Cystic Fibrosis Around the World continues with a trip to Sweden! I’m super excited to be including Sweden in this series. My family has ties to Scandinavia – both Norway and Sweden (you could probably guess that by my name – Gunnar), something we take great pride in, so I was happy that Lisa reached out to me. As you’ll see below, Lisa is very involved in the Swedish CF community, which has included starting her own non-profit, Fonden Citronfjärilen!

[Brackets] indicate an edit for English translation or clarity.

Umeå, Sweden, Lisa Alexandersson, 44, living with cystic fibrosis.

  1. About how many people in your country have cystic fibrosis?

670 individuals and 1 in 35 Swedish people said to be carrying one copy of the altered gene that causes Cystic Fibrosis.

  1. Do people in your country know what CF is?

No, it’s rare that people have heard about Cystic Fibrosis.
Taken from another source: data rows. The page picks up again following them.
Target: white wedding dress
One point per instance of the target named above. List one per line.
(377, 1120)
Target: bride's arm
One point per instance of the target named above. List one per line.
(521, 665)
Also among health professionals – they don’t [always] have correct information, for example [some lack] basic knowledge that [CF is] a genetic disorder [someone is] born with. I can’t tell you how many times I have got the question, “When did you get CF?” I want to change that, so people [are] aware [of] what CF is and also [have more of an] understanding [of what it’s like] living with it.

  1. When were you diagnosed? Why were you tested?

As soon I was born they saw something was wrong I didn’t hold temperature and was so small. At the first appointment after birth I got hospitalized because I had edema and hadn’t gained weight. They started to evaluate me, and after two months the result showed I had Cystic Fibrosis. At our remote hospital we had Dr Hans Kollberg, one of few CF specialized doctors, and thanks to [him] I got the right diagnosed so early on. Later on they did a genetic blood tests that confirmed I was double DeltaF508.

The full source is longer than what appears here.